Australian poets giving voice to others
Bonnie Cassidy reviews Linen Tough as History Jun 2, 2012
(excerpt)
Voice also plays a key role in Julie Chevalier's first collection of poems, Linen Tough as History. For Chevalier, voices are found material, salvaged from peripheral experience and locales including Sydney's Kings Cross and the south coast of NSW. In her poem float, speech fills the space that might otherwise be occupied by images or landscapes:
that one's doing it hard, he says not me!
thirty-two well-off years
my father's eighty-two in queensland
fabulous clayton's circus, ya
know
ya know the woman lived at circular quay
twenty years saw
her yesterday i had twenty bad years she
pulled me through ten
Chevalier's book even gives voice to inanimate things, including a stapler, a mirror and artworks featured in its central series of ekphrasis poems. While playful, the wit of her poetry is dulled by aimless, compulsive punning and obvious description, yet there are glimpses of a different poet in this collection.

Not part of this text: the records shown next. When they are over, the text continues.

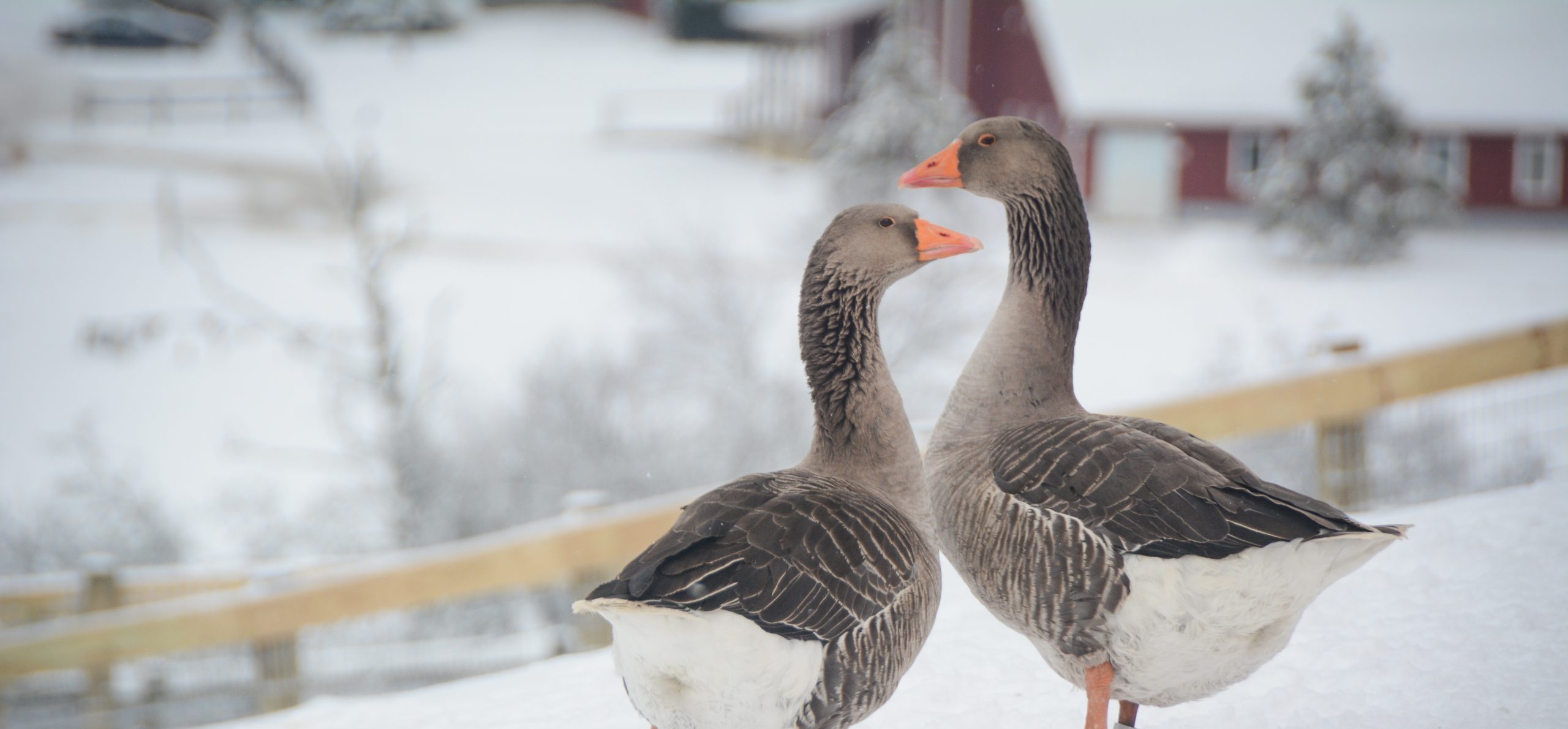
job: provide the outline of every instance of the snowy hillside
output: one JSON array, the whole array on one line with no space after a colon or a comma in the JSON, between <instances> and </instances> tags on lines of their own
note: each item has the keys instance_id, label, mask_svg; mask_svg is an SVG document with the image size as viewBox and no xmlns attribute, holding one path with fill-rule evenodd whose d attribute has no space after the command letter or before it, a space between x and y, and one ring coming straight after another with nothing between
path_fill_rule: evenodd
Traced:
<instances>
[{"instance_id":1,"label":"snowy hillside","mask_svg":"<svg viewBox=\"0 0 1568 729\"><path fill-rule=\"evenodd\" d=\"M1290 646L1215 698L1140 726L1557 726L1568 713L1568 483L1363 514L1414 522L1405 542L1331 586ZM1069 727L1074 691L991 619L952 572L936 629L867 729ZM390 696L320 698L229 729L624 729L641 726L607 651Z\"/></svg>"},{"instance_id":2,"label":"snowy hillside","mask_svg":"<svg viewBox=\"0 0 1568 729\"><path fill-rule=\"evenodd\" d=\"M66 6L0 3L0 61L47 66L58 89L248 67L232 34L172 56L52 53L42 28ZM169 251L166 219L179 210L185 235L282 315L353 325L348 234L321 174L353 149L372 149L389 180L376 224L420 234L392 288L414 325L405 348L439 351L434 411L480 430L516 411L530 365L619 346L640 326L629 277L702 249L746 277L760 312L746 334L767 345L765 365L803 379L793 290L837 205L814 165L712 135L715 110L746 83L746 45L677 44L626 14L561 6L474 11L453 33L408 42L321 34L301 14L273 28L309 69L306 118L83 125L61 114L39 122L27 165L0 171L9 494L47 499L75 466L58 441L91 423L105 461L191 525L187 557L209 560L245 555L235 522L304 519L321 494L375 483L342 442L337 381L256 328L218 317L230 329L213 335L213 298ZM671 121L671 110L684 114ZM666 133L671 124L681 133ZM662 132L612 133L621 127ZM884 321L889 339L946 337L895 368L924 423L1000 293L1005 232L989 201L949 190L908 201L989 243L889 296L903 310L914 301L956 314ZM1077 387L1096 409L1320 367L1328 334L1385 356L1568 312L1568 234L1552 219L1421 232L1408 260L1355 271L1276 263L1242 221L1096 221L1094 241ZM927 288L938 276L955 284ZM147 351L82 345L88 325L151 315L165 337Z\"/></svg>"}]
</instances>

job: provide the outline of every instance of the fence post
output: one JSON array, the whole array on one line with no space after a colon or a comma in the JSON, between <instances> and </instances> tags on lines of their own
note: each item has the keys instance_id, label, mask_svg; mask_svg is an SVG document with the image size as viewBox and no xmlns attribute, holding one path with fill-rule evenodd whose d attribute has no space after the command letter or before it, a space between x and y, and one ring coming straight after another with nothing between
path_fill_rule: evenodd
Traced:
<instances>
[{"instance_id":1,"label":"fence post","mask_svg":"<svg viewBox=\"0 0 1568 729\"><path fill-rule=\"evenodd\" d=\"M256 687L256 709L276 712L299 702L299 649L295 635L251 644L260 682Z\"/></svg>"},{"instance_id":2,"label":"fence post","mask_svg":"<svg viewBox=\"0 0 1568 729\"><path fill-rule=\"evenodd\" d=\"M276 588L293 575L279 568L262 568L251 574L251 586ZM273 637L251 643L256 658L256 709L276 712L299 704L299 633Z\"/></svg>"},{"instance_id":3,"label":"fence post","mask_svg":"<svg viewBox=\"0 0 1568 729\"><path fill-rule=\"evenodd\" d=\"M561 497L561 513L569 516L591 514L610 503L610 494L599 489L568 491ZM615 575L619 566L580 569L566 580L566 605L580 600L599 583ZM597 615L574 615L566 610L566 635L561 637L566 652L593 651L610 644L610 624Z\"/></svg>"},{"instance_id":4,"label":"fence post","mask_svg":"<svg viewBox=\"0 0 1568 729\"><path fill-rule=\"evenodd\" d=\"M1361 340L1347 337L1323 345L1338 357L1361 351ZM1370 497L1367 473L1366 419L1355 415L1339 420L1322 420L1317 425L1317 488L1323 500L1342 510L1366 505Z\"/></svg>"},{"instance_id":5,"label":"fence post","mask_svg":"<svg viewBox=\"0 0 1568 729\"><path fill-rule=\"evenodd\" d=\"M82 602L78 611L96 613L118 608L122 602L119 580L114 575L114 557L94 552L82 558ZM113 663L85 666L88 691L82 698L83 726L111 729L114 726Z\"/></svg>"}]
</instances>

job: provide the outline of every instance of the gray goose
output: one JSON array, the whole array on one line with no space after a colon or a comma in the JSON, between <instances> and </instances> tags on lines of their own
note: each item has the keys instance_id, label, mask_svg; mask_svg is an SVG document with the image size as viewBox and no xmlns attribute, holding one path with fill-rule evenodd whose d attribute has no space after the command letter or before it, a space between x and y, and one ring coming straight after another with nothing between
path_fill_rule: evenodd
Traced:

In the sequence Women of Antiquity 2002, which interprets an Anselm Kiefer sculpture, Chevalier finds a more complex approach to lyric subjectivity – representing the sculptures as symbolic and material surfaces: “Bronze conceals the place where my breasts should be / my waist, / my hips. / Molten knowledge drips to my / cold hem. / My life: glass – / celibate – iron and ash.”
The final section of Linen Tough as History sees the poet further developing this openness of meaning. In particular, a short sequence titled Towradgi girl stands out for its reliance on suggestion. Vaguely linked, like an album of photographs, this sequence conveys scenes and confessions from the life of a girl stuck somewhere between the mundane south coast of NSW and dreams of Hollywood:
she no longer waits for the tide to turn
but questions herself about new oceans
glimpses new waves on a silver screen
it is 5:16 a.m. in hollywood when she picks
at her formica dinner greedy girl intrigued
by great sets but disturbed by images
Following a target – perhaps observed or experienced, perhaps imaginary – Towradgi girl exploits Chevalier's evident interest in locality, but its narrative is atmospheric rather than linear or lyric. It establishes the detached tone and surreal turns of imagery that she explores in other poems such as barn dance at westport island (“a see-though ceiling of bare branches /white houses clapped in the blue light”) and the lushly keen collage of words in summer grows old (“oil fouls summer black blooded soil / summer-bleached sheet cottonmouth mother”).
It's a pity that so much of the book lacks this sense of effect. Its restless visitations of pantoum, prose poetry, ekphrasis, found poetry and whimsy are spirited but want for purpose — the hard bit in a poem that weights it to the page.